To start, you’ll need to extract questions from various questionnaire formats (Word, Excel, PDF). This can be done using document processing tools that can parse different file formats and identify question text.
Given that the wording of questions can vary, it’s essential to standardize the questions. NLP models can help by recognizing the semantic meaning of questions, even if they are phrased differently.
Compile a list of common questions and their corresponding answers. This knowledge base will be used to map extracted questions to the appropriate responses.
Then you implement the AI Model :
- Data Preprocessing: Clean and prepare the data extracted from questionnaires.
- NLP Techniques: Use techniques such as entity recognition and text similarity to match questions to your knowledge base.
- Automated Response Generation: Develop a system that automatically fills in the answers from your knowledge base into the questionnaires.
Azure AI Builder provides pre-built models for form processing and text analysis, which can be customized for your specific use case. Here’s a general approach to integrating these tools:
- Document Processing:
- Use Azure Form Recognizer to extract text and structure from questionnaires.
- Parse the text to identify questions.
- Text Analysis:
- Implement Azure Text Analytics to understand the intent and meaning of questions.
- Use custom models if needed to better align with your specific question set.
- Answer Mapping:
- Match the extracted questions to the standardized questions in your knowledge base.
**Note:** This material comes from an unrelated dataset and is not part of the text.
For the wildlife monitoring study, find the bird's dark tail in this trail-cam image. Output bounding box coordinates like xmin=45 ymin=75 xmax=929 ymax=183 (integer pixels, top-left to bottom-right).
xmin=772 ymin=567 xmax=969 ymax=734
- Retrieve the corresponding answers.
- Form Filling:
- Automate the insertion of answers into the appropriate sections of the questionnaires.
- Use tools like Word automation in Python, Excel libraries (e.g., openpyxl), and PDF libraries (e.g., PyPDF2) for different document formats.
- Review and Validate:
- Implement a review step where the filled-out questionnaires can be checked for accuracy.
- Use user feedback to continually improve the AI model.